There are many ways to shoot for £1m, some of them steadier than others. Take NS&I Premium Bonds for example. If you make £1m by holding them it’ll be down to pure chance. For each one-pound bond number you hold, the chances of winning are one in 24,500.
In other words, you’re unlikely to win anything and, if you do happen to win something, it’ll probably be one of the smaller prizes.
You could wait a long time to win
I recently came across a dusty old Premium Bond certificate my parents bought several decades ago and, in all that time, they never won a life-changing amount of money. I recall the odd five-or-10-pound win, but insufficient to overcome the effect of general inflation eroding the value of their original ‘investment’ in Premium Bonds.
Yet every month, the chance to win a £1m jackpot and other prizes comes around. And there are some advantages. For example, all prize money is free of tax and you can buy Premium Bonds with a minimum investment of £25, or a maximum of £50,000. On top of that, the money you put in Premium Bonds will be “100% secure” because it’s backed by HM Treasury. And you can draw it out again later if you want to.

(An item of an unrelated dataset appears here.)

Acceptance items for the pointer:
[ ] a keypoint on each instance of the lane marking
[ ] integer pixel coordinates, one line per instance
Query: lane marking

The idea is that instead of paying interest on your money, NS&I pools all the interest from everybody’s ‘investment’ in Premium Bonds to use as the prize fund. But get this — the annual prize fund interest rate used is running at a paltry 1.4%. I think I’d be marginally better off putting my money in a Cash ISA because at least the compounding interest would go some way towards offsetting the decline in its value due to inflation.
An even poorer deal
That said, I could do worse than buying Premium Bonds – by putting money into tickets for the National Lottery, for example! According to the National Lottery’s own website, the chance of winning the jackpot is 1 in 45,057,474, and there’s a 1 in 7,509,579 chance of getting five numbers plus the bonus ball. In other words, the chance of a major win is vanishingly small. And every pound spent on a lottery ticket is gone forever – you can’t draw it back out again like you can with Premium Bonds.
So maybe I should shoot for £1m by other means. Perhaps by betting on Bitcoin, the price of gold, or on some death-or-glory stock market company with a great ‘story’ but no profits? Not likely. The chances of losing a fortune rather than gaining one are too great with vehicles such as those, for my liking.
A steady course to £1m
Instead, I’m shooting for £1m by steadily investing in shares and share-backed investments, which are backed by companies with good-quality underlying businesses. Growing enterprises operating in strong trading niches can build in value while I hold their shares, which will likely translate to increasing incoming flows of cash, rising dividends, and elevating share prices over time.